1 Oct 2019 | Alex Warstadt, Amanpreet Singh, Samuel R. Bowman
This paper investigates the ability of artificial neural networks (ANNs) to judge the grammatical acceptability of sentences, aiming to test their linguistic competence. The authors introduce the Corpus of Linguistic Acceptability (CoLA), a dataset of 10,657 English sentences labeled as grammatical or ungrammatical from published linguistics literature. They train several recurrent neural network models on acceptability classification and find that their models outperform unsupervised models by Lau et al. (2016) on CoLA. Error analysis reveals that both models learn systematic generalizations like subject-verb-object order, but all models perform far below human level on various grammatical constructions.
The paper introduces CoLA as a large-scale corpus of acceptability judgments, available online with source code and a leaderboard. It discusses the role of minimal pairs in acceptability judgments and defines (un)acceptability, noting that not all linguistics examples are suitable for classification. The authors also analyze the impact of supervised training on acceptability classifiers by varying domain and quantity of training data.
Experiments show that neural networks trained on CoLA perform better than unsupervised models but still fall short of human performance. The results indicate that models can acquire knowledge about basic subject-verb-object word order and verbal argument structure but do not show evidence of learning non-local dependencies related to agreement and questions. The paper also discusses the design of CoLA, including training set size and splitting into in-domain and out-of-domain sets.
The results show that models trained on CoLA outperform unsupervised models on certain grammatical constructions but struggle with others, such as agreement and reflexive pronouns. The paper concludes that while ANNs can acquire substantial grammatical knowledge, their linguistic competence is far from rivaling humans.
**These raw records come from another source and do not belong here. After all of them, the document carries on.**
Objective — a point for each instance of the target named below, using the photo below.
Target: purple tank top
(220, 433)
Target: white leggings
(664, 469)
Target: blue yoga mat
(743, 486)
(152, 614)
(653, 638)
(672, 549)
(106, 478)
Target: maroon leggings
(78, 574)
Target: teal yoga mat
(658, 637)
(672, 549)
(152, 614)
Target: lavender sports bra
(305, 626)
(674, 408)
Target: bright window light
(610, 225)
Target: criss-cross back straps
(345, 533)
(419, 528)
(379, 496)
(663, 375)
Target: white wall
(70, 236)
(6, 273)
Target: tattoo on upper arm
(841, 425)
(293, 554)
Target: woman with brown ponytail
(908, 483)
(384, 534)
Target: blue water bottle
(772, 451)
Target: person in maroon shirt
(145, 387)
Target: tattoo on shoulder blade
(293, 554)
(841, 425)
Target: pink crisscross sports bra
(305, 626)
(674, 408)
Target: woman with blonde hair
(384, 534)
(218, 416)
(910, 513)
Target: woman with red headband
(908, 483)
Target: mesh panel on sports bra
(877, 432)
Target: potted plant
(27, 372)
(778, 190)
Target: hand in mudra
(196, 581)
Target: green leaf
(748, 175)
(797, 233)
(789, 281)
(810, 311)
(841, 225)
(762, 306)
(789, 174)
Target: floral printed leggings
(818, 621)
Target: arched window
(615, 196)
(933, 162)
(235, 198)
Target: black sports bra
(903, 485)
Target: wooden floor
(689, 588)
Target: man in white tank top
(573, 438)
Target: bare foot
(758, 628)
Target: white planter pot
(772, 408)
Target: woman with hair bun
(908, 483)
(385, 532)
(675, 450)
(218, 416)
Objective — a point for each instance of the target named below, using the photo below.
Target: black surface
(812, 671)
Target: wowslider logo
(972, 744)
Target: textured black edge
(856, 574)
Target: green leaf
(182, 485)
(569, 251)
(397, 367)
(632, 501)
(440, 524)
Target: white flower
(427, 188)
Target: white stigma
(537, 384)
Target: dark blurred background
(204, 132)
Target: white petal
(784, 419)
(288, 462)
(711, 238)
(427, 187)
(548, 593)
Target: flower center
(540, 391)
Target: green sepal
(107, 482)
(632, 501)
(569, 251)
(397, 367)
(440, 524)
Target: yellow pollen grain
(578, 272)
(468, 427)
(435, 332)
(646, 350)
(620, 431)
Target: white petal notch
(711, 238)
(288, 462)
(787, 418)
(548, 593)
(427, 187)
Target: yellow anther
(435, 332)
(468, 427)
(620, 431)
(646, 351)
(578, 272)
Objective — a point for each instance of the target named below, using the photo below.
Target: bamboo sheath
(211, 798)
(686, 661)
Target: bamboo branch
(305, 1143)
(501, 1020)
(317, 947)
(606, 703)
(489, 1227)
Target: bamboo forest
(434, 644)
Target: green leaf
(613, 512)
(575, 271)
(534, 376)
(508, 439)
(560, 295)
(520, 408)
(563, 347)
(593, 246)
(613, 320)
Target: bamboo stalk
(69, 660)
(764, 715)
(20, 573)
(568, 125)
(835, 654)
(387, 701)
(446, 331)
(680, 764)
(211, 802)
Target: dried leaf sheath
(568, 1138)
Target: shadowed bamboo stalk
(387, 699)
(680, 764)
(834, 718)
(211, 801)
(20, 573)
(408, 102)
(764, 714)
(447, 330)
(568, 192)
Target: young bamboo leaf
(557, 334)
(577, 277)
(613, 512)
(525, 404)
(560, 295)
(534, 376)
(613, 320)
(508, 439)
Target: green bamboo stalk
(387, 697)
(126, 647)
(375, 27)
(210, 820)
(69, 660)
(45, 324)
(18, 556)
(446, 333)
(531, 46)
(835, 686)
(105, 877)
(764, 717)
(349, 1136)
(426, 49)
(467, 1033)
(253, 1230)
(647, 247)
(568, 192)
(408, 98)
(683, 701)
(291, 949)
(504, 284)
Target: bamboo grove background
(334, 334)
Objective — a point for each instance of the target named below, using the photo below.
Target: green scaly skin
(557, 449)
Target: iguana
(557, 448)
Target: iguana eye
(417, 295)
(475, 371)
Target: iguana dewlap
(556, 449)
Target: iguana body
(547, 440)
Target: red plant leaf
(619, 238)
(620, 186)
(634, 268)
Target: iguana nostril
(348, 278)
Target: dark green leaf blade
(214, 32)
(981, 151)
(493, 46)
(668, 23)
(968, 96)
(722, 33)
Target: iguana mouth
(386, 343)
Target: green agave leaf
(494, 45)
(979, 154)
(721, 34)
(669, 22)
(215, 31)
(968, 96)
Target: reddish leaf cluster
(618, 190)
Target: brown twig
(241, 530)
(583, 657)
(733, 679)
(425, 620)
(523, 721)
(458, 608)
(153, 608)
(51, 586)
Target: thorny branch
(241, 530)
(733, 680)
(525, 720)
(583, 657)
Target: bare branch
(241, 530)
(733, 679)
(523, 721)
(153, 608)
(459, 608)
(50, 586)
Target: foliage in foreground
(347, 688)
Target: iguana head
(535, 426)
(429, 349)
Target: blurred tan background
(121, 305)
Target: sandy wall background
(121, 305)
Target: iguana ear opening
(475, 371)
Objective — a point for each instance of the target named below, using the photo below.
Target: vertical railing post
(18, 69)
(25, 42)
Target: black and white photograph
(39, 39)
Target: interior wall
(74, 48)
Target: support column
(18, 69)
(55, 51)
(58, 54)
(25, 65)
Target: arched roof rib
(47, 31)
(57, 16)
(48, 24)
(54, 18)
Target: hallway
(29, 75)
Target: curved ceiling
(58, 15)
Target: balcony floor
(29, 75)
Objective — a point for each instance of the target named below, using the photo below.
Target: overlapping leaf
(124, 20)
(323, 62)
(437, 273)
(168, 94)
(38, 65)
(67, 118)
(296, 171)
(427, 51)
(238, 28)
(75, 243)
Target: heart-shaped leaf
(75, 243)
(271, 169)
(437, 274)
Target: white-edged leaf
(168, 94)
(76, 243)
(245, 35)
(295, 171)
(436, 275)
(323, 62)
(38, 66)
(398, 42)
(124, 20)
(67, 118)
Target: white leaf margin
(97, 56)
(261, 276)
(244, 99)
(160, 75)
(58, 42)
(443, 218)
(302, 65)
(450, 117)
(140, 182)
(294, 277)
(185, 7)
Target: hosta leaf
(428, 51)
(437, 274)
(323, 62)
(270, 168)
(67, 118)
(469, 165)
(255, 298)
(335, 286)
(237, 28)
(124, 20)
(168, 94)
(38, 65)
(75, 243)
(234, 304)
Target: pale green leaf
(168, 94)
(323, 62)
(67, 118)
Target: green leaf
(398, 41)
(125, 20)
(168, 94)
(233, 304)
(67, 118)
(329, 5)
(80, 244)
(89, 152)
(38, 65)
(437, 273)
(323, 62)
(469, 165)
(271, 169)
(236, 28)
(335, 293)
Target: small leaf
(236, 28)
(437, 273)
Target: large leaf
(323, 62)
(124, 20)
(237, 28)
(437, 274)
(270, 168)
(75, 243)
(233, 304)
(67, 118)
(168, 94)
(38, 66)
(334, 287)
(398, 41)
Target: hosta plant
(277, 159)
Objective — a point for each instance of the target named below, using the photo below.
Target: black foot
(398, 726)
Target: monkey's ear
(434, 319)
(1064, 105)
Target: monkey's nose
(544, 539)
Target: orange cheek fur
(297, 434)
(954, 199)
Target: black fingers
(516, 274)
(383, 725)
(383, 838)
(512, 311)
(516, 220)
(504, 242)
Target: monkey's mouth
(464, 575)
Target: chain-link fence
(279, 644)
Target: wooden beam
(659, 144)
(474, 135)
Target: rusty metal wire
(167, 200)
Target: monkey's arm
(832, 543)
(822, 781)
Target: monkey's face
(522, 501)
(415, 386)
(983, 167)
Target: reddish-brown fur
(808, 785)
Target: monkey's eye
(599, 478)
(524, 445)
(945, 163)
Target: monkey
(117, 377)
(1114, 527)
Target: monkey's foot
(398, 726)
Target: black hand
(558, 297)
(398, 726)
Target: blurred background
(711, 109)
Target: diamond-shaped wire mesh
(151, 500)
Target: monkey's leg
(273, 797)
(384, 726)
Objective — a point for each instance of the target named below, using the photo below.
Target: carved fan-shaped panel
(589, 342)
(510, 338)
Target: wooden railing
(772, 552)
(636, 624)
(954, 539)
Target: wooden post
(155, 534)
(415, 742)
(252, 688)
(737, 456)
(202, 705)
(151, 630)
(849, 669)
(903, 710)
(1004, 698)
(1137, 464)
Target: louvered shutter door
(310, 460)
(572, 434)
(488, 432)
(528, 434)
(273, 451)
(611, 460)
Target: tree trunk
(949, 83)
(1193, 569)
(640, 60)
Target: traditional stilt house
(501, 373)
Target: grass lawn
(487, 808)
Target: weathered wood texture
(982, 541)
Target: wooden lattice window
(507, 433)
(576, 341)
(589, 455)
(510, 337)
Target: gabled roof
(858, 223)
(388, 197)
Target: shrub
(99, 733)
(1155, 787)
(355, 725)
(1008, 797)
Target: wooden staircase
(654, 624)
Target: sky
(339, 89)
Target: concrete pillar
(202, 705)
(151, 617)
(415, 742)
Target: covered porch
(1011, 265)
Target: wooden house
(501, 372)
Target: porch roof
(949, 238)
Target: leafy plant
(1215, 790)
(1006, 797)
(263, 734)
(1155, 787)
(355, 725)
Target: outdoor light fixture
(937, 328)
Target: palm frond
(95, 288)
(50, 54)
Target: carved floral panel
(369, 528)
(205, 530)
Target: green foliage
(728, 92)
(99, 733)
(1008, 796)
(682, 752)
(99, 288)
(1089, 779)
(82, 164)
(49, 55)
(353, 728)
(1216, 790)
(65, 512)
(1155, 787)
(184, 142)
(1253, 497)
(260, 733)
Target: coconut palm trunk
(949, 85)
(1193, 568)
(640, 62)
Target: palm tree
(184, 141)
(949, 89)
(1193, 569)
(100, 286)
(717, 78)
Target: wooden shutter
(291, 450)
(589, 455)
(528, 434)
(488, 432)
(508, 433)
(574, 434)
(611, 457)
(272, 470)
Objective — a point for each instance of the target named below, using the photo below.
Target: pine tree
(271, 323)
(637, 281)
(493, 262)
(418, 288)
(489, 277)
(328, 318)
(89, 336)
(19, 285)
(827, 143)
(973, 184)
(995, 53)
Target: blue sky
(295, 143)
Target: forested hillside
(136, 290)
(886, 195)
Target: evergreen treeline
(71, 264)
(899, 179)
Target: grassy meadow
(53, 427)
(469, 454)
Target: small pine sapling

The study contributes to the growing effort to evaluate ANNs' ability to make fine-grained grammatical distinctions and addresses foundational questions in theoretical linguistics. The authors also discuss the Poverty of the Stimulus argument, suggesting that the success of supervised acceptability classifiers does not falsify the argument, as unacceptable examples play no apparent role in child language acquisition. The paper highlights the potential of CoLA as a tool for evaluating linguistic competence and the need for further research into unsupervised methods and restricted training resources.This paper investigates the ability of artificial neural networks (ANNs) to judge the grammatical acceptability of sentences, aiming to test their linguistic competence. The authors introduce the Corpus of Linguistic Acceptability (CoLA), a dataset of 10,657 English sentences labeled as grammatical or ungrammatical from published linguistics literature. They train several recurrent neural network models on acceptability classification and find that their models outperform unsupervised models by Lau et al. (2016) on CoLA. Error analysis reveals that both models learn systematic generalizations like subject-verb-object order, but all models perform far below human level on various grammatical constructions.
The paper introduces CoLA as a large-scale corpus of acceptability judgments, available online with source code and a leaderboard. It discusses the role of minimal pairs in acceptability judgments and defines (un)acceptability, noting that not all linguistics examples are suitable for classification. The authors also analyze the impact of supervised training on acceptability classifiers by varying domain and quantity of training data.
Experiments show that neural networks trained on CoLA perform better than unsupervised models but still fall short of human performance. The results indicate that models can acquire knowledge about basic subject-verb-object word order and verbal argument structure but do not show evidence of learning non-local dependencies related to agreement and questions. The paper also discusses the design of CoLA, including training set size and splitting into in-domain and out-of-domain sets.
The results show that models trained on CoLA outperform unsupervised models on certain grammatical constructions but struggle with others, such as agreement and reflexive pronouns. The paper concludes that while ANNs can acquire substantial grammatical knowledge, their linguistic competence is far from rivaling humans. The study contributes to the growing effort to evaluate ANNs' ability to make fine-grained grammatical distinctions and addresses foundational questions in theoretical linguistics. The authors also discuss the Poverty of the Stimulus argument, suggesting that the success of supervised acceptability classifiers does not falsify the argument, as unacceptable examples play no apparent role in child language acquisition. The paper highlights the potential of CoLA as a tool for evaluating linguistic competence and the need for further research into unsupervised methods and restricted training resources.